VER VENDO
(Otto Lara Rezende)
De tento ver, a gente banaliza o olhar – vê... não vendo.
Experimente ver, pela primeira vez, o que você vê todo dia, sem ver.
Parece fácil, mas não é: o que nos cerca, o que nos é familiar, já não desperta curiosidade.
O campo visual da nossa retina é como um vazio.
Você sai todo dia, por exemplo, pela mesma porta.
Se alguém lhe perguntar o que você vê no caminho, você não sabe.
De tanto ver, você banaliza o olhar.
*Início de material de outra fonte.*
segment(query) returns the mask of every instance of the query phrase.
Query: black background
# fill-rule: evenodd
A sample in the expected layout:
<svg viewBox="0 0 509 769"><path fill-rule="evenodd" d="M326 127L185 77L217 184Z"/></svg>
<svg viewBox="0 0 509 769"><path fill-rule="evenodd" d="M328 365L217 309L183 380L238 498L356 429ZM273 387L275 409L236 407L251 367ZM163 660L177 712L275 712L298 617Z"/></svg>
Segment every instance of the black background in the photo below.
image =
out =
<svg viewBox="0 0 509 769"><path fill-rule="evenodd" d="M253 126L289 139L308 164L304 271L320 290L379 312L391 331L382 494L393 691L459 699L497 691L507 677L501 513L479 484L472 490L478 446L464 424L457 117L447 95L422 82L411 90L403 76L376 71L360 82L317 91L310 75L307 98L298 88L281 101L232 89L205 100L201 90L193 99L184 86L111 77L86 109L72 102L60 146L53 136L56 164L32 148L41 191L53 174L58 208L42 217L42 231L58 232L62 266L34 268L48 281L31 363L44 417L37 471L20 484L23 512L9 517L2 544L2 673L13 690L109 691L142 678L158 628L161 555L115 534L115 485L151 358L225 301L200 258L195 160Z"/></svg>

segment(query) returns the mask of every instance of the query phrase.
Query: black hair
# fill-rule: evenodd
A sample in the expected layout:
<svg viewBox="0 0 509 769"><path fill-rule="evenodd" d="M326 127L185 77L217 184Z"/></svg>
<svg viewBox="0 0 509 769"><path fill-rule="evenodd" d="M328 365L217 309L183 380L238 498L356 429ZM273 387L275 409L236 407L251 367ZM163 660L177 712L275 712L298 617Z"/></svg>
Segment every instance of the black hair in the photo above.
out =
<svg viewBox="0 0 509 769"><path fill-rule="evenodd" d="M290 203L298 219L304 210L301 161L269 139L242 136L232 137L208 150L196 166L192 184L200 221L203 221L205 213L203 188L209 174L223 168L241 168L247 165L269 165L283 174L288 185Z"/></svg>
Sei de um profissional que passou 32 anos a fio pelo mesmo hall do prédio do seu escritório.
Lá estava sempre, pontualíssimo, o porteiro. Dava-lhe bom dia e, ás vezes, lhe passava um recado ou uma correspondência.
Um dia o porteiro faleceu. Como era ele?Sua cara?Sua voz?
Como se vestia? Não fazia a mínima idéia.
Em 32 anos nunca conseguiu vê-lo.
Para ser notado o porteiro teve que morrer.
Se, um dia, em seu lugar estivesse uma girafa cumprindo o rito,
Pode ser, também, que ninguém desse por sua ausência.
O hábito suja os olhos e baixa a voltagem. Mas há sempre
o que ver: gente, coisa, bichos. E vemos? Não, não vemos.
Uma criança vê o que um adulto não vê. Tem olhos atentos e limpos
Para o espetáculo do mundo. O poeta é capaz de ver pela primeira
Vez, o que, de tão visto, ninguém vê. Há pai que raramente vê o próprio
Filho. Marido que nunca viu a própria mulher.
Nossos olhos se gastam no dia a dia, opacos.
... É por aí que se instala no coração o monstro da indiferença.